VALÈNCIA. Un perro de esos con el cuello como un cañón, uno de esos chuchos que dan miedo, ladra y aúlla, como intentando llamar la atención y dar pena, dentro de una jaula. Julio lo ha encerrado por la visita. Los dos están nerviosos. Él tiene ganas de contar cosas, de abrir su corazón, de ser sincero, y eso tiene una factura emocional. La casa, en el corazón de la Calderona, rodeada de naturaleza, huele a incienso. Julio coge una botella de la nevera y sirve un batido hecho con pomelo, jengibre y piña. Luego saca unos sillones al jardín, los coloca debajo de un árbol, una falsa pimienta, y nos regala una pulsera. Entonces se sienta, cruza las piernas y dice: “Cuando quieras”.
La fecha de esta entrevista no es casual. Julio Lorenzo ha elegido el 14 de junio, el día de su cumpleaños, el día que alcanza los cincuenta años. Ha llegado al medio siglo tras enderezar el rumbo. Antes, anduvo muchos años, demasiados, a la deriva. Y el origen de todos esos años de dolor puede estar en su confuso origen. Porque Julio es negro y es adoptado.

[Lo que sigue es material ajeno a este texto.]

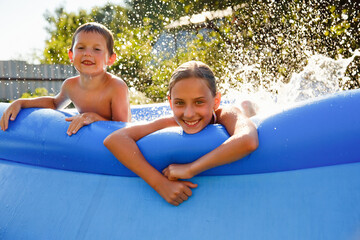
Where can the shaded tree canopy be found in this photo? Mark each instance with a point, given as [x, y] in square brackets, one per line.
[276, 37]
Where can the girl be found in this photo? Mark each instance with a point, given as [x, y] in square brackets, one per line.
[195, 102]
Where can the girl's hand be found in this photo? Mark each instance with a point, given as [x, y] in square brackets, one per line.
[78, 121]
[10, 113]
[178, 171]
[175, 192]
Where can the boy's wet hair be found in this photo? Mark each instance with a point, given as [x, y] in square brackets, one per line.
[98, 28]
[194, 69]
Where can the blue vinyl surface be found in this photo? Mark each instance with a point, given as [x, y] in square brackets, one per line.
[313, 204]
[327, 129]
[302, 182]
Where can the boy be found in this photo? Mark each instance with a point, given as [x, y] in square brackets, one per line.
[96, 94]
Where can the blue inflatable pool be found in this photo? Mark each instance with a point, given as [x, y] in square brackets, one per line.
[302, 182]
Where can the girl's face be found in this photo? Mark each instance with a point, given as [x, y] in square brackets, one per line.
[193, 104]
[90, 55]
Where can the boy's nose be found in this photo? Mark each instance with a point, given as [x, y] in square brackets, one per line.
[87, 52]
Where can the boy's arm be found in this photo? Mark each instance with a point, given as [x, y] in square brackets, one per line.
[242, 141]
[122, 143]
[40, 102]
[120, 103]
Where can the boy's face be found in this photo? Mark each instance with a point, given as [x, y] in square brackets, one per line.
[90, 55]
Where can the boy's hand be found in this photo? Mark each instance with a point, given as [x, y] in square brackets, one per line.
[178, 171]
[175, 192]
[10, 113]
[78, 121]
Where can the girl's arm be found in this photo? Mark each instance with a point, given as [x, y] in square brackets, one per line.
[242, 141]
[122, 143]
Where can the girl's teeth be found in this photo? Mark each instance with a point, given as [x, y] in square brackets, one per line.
[191, 123]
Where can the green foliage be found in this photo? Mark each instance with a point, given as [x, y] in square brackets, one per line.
[274, 39]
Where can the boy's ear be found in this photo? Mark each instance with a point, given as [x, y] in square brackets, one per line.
[70, 54]
[217, 100]
[112, 59]
[169, 98]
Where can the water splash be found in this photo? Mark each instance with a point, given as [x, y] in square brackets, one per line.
[321, 76]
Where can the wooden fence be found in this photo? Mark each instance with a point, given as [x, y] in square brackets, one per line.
[18, 77]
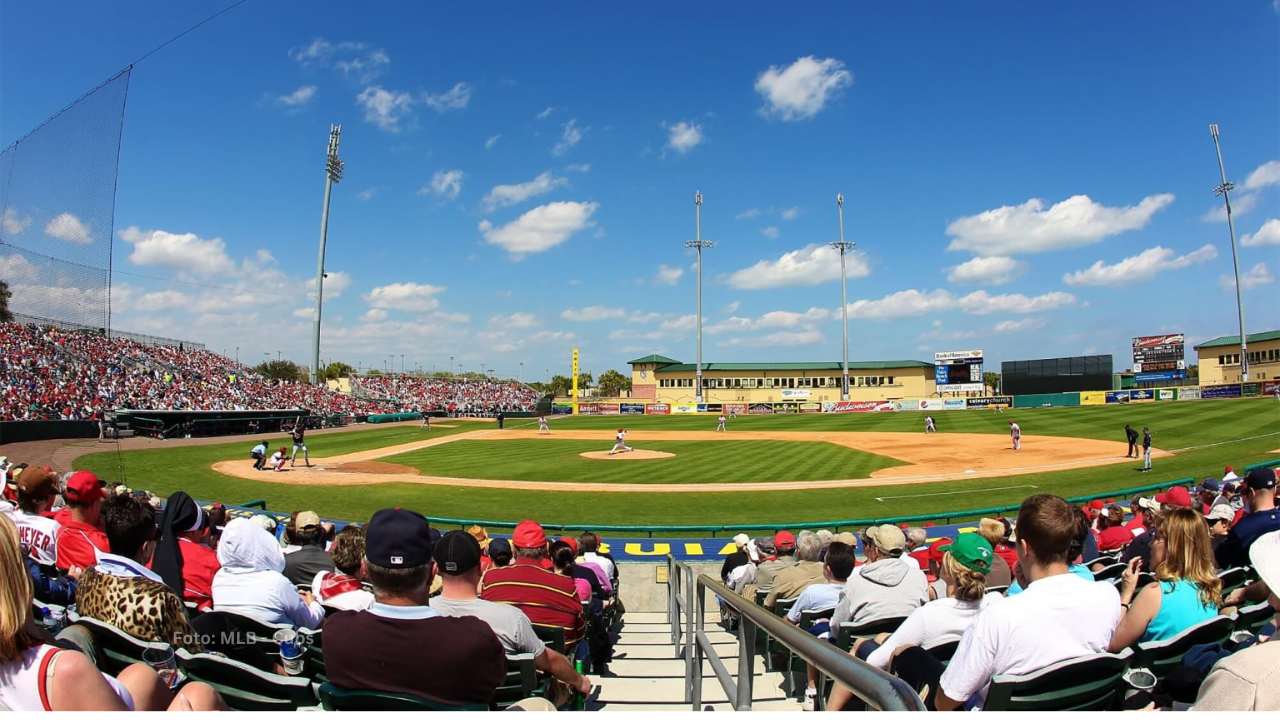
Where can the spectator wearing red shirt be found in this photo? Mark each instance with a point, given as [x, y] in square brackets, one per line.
[548, 598]
[81, 534]
[182, 557]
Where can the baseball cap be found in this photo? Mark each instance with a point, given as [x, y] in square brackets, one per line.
[1265, 557]
[1175, 496]
[82, 487]
[306, 519]
[529, 534]
[398, 538]
[973, 551]
[456, 552]
[39, 482]
[1221, 511]
[1261, 478]
[887, 537]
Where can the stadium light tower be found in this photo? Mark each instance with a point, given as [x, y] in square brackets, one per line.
[699, 244]
[332, 174]
[844, 295]
[1225, 190]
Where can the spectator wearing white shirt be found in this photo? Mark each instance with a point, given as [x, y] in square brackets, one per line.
[1059, 616]
[251, 579]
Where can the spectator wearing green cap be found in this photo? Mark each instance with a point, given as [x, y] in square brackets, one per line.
[964, 568]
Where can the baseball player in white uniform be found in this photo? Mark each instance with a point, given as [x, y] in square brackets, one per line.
[620, 442]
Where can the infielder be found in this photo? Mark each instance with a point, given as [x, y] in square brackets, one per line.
[620, 442]
[298, 432]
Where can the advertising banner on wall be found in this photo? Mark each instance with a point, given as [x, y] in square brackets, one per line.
[995, 401]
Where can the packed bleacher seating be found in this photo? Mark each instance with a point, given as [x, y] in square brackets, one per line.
[48, 373]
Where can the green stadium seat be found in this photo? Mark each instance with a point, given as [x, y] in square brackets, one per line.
[1093, 682]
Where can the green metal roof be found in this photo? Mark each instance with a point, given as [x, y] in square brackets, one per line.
[859, 365]
[1234, 340]
[654, 359]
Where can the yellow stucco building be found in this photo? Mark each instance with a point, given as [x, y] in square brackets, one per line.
[662, 379]
[1220, 359]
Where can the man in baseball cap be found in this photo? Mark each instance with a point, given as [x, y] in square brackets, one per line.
[81, 522]
[1260, 493]
[545, 596]
[401, 645]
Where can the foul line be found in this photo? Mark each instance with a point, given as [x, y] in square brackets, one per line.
[951, 492]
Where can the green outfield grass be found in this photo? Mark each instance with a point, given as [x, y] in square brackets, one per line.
[1175, 425]
[558, 460]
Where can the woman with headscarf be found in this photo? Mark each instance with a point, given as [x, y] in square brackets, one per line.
[251, 579]
[183, 559]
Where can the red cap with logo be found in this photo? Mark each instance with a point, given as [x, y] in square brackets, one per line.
[529, 533]
[1175, 496]
[83, 487]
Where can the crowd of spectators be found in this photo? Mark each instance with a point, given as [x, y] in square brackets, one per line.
[48, 373]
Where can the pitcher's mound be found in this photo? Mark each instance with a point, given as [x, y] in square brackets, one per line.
[632, 455]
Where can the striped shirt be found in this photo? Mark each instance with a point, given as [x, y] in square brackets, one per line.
[548, 598]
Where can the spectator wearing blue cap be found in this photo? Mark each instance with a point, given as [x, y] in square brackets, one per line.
[401, 645]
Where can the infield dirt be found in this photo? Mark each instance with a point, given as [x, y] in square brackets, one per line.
[927, 458]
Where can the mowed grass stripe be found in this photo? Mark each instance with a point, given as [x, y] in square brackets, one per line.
[721, 461]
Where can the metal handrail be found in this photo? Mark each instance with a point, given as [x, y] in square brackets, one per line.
[688, 597]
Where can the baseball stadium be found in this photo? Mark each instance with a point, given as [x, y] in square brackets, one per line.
[232, 484]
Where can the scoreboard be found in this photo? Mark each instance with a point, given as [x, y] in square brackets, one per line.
[1159, 352]
[958, 370]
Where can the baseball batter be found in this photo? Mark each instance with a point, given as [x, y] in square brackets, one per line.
[620, 442]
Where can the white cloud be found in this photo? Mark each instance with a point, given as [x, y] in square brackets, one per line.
[1018, 326]
[444, 183]
[684, 136]
[453, 99]
[539, 229]
[812, 264]
[298, 98]
[1265, 174]
[803, 89]
[184, 253]
[570, 136]
[995, 269]
[504, 195]
[13, 223]
[1240, 204]
[1018, 229]
[384, 108]
[1267, 235]
[412, 297]
[1141, 267]
[592, 313]
[71, 228]
[1256, 276]
[668, 276]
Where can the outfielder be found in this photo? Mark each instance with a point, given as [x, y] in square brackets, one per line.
[298, 432]
[620, 442]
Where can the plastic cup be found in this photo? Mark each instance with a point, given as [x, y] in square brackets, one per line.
[164, 662]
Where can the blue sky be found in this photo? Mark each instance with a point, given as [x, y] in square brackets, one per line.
[520, 181]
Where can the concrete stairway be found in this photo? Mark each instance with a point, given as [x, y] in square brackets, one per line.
[648, 677]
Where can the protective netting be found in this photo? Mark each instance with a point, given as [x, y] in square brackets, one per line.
[56, 210]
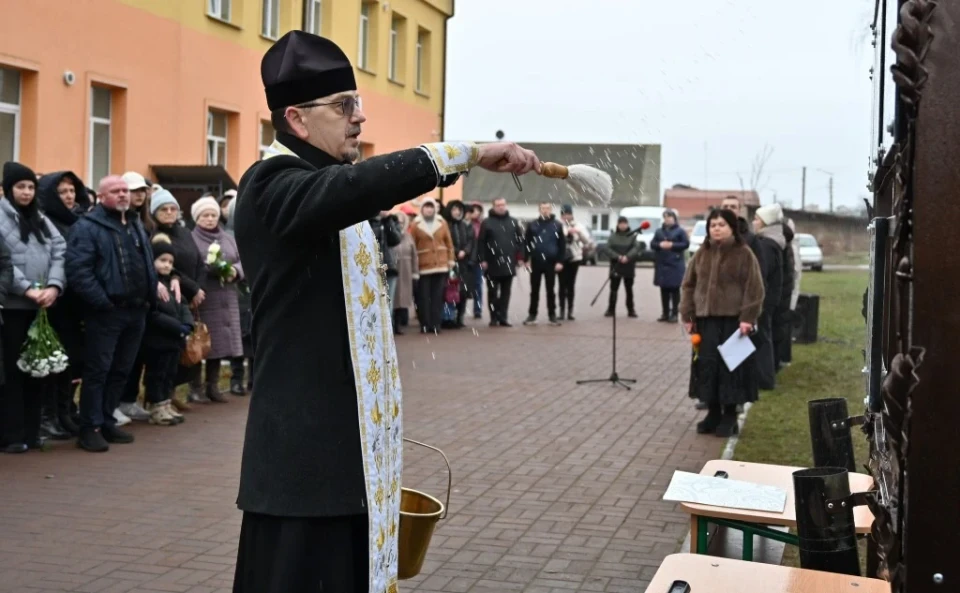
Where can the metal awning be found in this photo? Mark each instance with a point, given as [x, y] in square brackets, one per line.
[172, 176]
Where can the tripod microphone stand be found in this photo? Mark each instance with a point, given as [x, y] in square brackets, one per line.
[614, 377]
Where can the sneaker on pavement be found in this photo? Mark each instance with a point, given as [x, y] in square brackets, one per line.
[177, 416]
[121, 418]
[160, 415]
[135, 411]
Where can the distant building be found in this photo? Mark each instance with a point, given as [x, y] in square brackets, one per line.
[635, 169]
[171, 88]
[691, 203]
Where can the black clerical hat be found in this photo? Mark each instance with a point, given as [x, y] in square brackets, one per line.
[301, 67]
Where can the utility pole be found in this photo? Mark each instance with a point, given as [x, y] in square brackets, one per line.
[831, 194]
[803, 190]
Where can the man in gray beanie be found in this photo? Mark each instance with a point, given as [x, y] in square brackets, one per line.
[767, 224]
[320, 475]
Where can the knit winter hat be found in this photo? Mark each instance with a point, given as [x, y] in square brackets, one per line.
[202, 205]
[161, 198]
[135, 181]
[14, 173]
[771, 214]
[161, 245]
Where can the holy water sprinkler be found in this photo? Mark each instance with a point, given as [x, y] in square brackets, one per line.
[584, 180]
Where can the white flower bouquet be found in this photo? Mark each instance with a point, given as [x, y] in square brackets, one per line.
[221, 268]
[42, 354]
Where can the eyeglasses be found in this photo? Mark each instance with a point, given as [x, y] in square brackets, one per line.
[348, 105]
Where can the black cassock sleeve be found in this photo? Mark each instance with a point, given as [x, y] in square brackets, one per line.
[297, 201]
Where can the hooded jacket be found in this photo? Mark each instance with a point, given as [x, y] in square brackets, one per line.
[545, 242]
[435, 250]
[62, 217]
[462, 233]
[500, 244]
[33, 262]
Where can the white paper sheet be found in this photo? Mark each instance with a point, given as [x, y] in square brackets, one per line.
[736, 350]
[724, 492]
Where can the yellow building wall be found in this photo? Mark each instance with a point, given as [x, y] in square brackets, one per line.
[168, 62]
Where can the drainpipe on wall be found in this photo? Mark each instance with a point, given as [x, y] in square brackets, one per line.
[443, 92]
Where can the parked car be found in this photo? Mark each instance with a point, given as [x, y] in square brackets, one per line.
[636, 216]
[810, 254]
[697, 235]
[599, 240]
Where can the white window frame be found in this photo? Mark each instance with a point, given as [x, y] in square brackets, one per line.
[215, 141]
[15, 110]
[215, 9]
[313, 14]
[364, 37]
[394, 46]
[264, 147]
[419, 73]
[94, 120]
[270, 25]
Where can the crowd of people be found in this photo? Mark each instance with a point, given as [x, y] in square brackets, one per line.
[124, 280]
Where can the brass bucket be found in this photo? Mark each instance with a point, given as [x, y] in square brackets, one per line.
[419, 513]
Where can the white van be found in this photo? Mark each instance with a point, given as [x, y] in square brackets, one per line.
[636, 215]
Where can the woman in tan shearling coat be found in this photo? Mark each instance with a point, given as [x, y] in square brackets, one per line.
[722, 293]
[435, 256]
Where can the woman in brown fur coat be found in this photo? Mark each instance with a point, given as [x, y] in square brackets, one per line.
[722, 293]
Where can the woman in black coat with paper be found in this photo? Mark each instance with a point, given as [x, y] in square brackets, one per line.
[622, 249]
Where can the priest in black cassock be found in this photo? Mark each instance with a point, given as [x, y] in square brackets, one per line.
[320, 480]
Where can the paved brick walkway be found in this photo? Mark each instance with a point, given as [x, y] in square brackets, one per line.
[556, 486]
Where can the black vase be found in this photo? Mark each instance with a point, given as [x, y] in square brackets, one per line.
[830, 434]
[827, 533]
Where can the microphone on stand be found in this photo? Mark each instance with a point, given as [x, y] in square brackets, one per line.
[643, 226]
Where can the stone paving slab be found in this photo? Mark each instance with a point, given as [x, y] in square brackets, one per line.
[556, 486]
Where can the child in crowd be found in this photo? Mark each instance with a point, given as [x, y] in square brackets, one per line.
[167, 328]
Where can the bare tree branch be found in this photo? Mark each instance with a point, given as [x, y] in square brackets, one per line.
[758, 181]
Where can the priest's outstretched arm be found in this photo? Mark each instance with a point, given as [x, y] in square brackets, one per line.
[298, 201]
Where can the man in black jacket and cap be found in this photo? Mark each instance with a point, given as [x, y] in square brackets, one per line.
[320, 475]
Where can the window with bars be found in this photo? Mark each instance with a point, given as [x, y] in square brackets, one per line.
[363, 58]
[267, 136]
[101, 111]
[219, 9]
[10, 83]
[423, 61]
[270, 23]
[394, 48]
[216, 138]
[313, 16]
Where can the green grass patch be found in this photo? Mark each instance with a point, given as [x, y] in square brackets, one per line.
[852, 258]
[777, 430]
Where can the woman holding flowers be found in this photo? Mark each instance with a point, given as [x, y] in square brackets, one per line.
[190, 270]
[37, 253]
[722, 293]
[220, 309]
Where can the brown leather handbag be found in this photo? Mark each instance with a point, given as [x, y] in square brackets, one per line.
[198, 343]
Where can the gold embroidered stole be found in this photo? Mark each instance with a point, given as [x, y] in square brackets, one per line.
[379, 396]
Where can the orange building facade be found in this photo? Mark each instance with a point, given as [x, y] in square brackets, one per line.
[107, 86]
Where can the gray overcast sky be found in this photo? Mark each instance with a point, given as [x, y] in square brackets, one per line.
[733, 75]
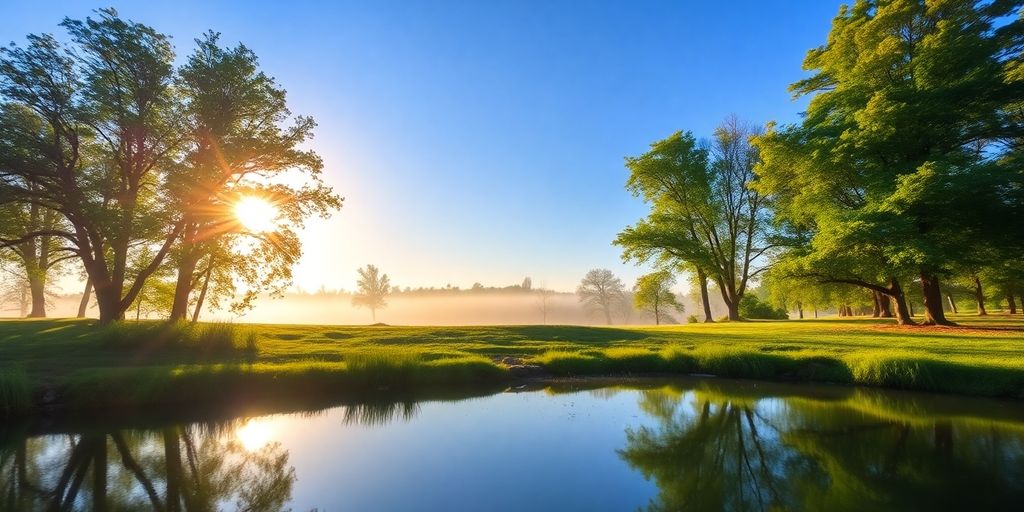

Y le tocó ser un niño negro en los años 70, cuando en València un negro era algo tan exótico como un tigre albino.
Un día, siendo un chaval, fue a los Dominicos, donde estudiaba su primo Carlos, y cuando entró en el patio, se hizo el silencio. Los niños se quedaron sin habla, como si hubieran visto una aurora boreal por primera vez. “Pues esto era mi día a día”, concede sin aparente acritud.